404 error false positives

DanDiplo / Diplo.LinkChecker

Link Checker for Umbraco 7

3 stars 7 forks source link

404 error false positives #8

Open jerumschlasses opened 5 years ago

jerumschlasses commented 5 years ago

Hello, I'm trying to figure out why specific, external URLs are causing a 404 error when checked. Server timeout isn't a factor, and the links aren't really broken. Your documentation notes some servers might reject the Link Checker request. Please could you explain that a little more?

DanDiplo commented 5 years ago

Hi. Are the links actually returning a 404 or is it a different error code (such as 405 Method Not Allowed?). There can be a number of reasons for this.

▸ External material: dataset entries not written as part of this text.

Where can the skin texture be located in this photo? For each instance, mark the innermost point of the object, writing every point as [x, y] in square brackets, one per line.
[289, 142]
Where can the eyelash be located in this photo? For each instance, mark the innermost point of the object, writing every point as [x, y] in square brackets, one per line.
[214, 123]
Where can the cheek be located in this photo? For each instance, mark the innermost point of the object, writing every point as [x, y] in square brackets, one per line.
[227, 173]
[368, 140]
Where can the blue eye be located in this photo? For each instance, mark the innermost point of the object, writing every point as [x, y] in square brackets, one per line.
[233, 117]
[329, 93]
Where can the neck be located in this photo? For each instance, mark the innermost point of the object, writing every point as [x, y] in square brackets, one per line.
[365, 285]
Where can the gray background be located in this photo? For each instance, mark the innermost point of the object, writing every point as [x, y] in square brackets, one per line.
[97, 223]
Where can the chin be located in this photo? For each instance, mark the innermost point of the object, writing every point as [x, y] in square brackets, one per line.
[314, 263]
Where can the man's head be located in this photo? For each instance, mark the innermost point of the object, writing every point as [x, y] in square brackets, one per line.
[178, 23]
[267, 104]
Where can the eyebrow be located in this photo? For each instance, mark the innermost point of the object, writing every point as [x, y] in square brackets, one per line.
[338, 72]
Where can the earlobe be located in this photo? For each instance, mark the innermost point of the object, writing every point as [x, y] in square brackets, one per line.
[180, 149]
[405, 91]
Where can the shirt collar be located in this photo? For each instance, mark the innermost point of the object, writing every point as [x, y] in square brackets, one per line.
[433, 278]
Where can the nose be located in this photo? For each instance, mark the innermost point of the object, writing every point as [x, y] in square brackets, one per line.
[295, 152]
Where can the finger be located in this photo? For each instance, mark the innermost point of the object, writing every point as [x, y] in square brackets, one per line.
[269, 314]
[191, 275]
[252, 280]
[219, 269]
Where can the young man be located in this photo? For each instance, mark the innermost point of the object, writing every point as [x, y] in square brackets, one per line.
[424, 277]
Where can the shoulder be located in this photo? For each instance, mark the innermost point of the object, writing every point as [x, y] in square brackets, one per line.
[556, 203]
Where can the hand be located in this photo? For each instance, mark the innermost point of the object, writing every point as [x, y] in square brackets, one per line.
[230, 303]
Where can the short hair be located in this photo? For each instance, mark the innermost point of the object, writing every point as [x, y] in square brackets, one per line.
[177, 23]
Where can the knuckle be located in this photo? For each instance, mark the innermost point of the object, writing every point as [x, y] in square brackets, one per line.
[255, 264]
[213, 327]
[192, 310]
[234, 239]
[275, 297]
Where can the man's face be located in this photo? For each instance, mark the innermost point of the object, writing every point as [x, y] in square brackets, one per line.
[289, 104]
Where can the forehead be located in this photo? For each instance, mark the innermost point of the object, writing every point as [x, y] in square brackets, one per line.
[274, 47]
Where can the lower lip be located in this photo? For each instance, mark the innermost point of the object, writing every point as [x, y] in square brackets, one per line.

The link checker makes what is called an HTTP HEAD (rather than a normal GET) request. A HEAD request just downloads the headers of the page and not the entire body, so it's much faster to check whether a page exists or not. However, some servers don't accept this request and so return a 405. Popular examples of this include Instagram and LinkedIn.

It's also possible that some servers reject the checker because it doesn't appear to be a normal browser - they make have measures to deter what it sees as an unauthorised "crawler".

You can configure it to ignore certain HTTP response codes, so if you get a lot of 405 codes then just get it to check 404s instead.

jerumschlasses commented 5 years ago

Thank you for this explanation. Yes, the error code is 404. I'm filtering several other codes, because of our network's blocking of social media sites--lots of 403s. I love the error code filter feature.

Perhaps a good new feature would be to have an option for a normal Get request, knowing it takes much longer and only applying it after the head request, and only to the existing 404 errors.

DanDiplo commented 5 years ago

Yes, It's something I've thought about adding. Could you provide the URL of the pages that exist but return a 404, please? Just so I can see if I can figure out why it returns a 404 if it exists. Thanks.

jerumschlasses commented 5 years ago

Here's the URL: https://dev.virtualearth.net/REST/V1/Imagery/Map/Aerial/63.5%2C-159.869/3?mapSize=470,310&format=png&pushpin=60.1077,-149.4438;63;&key=AtmtlwuFfwjzB0QNo0bIMyEEWvtx9F4lJVDM21FIdB2JxoR_ep4-_uC5wTdie4o0

DanDiplo commented 5 years ago

Hi. So it looks like that server doesn't support HEAD requests. If you request the URL using GET it detects it, but not using HEAD. Unfortunately it seems to be misconfigured, because it shouldn't be returning a 404 code for this but a 405.

Next time I work on the tool I'll look at adding a fallback GET requests for these "failures".

jerumschlasses commented 5 years ago

Thank you, Dan. I appreciate your digging into the issue.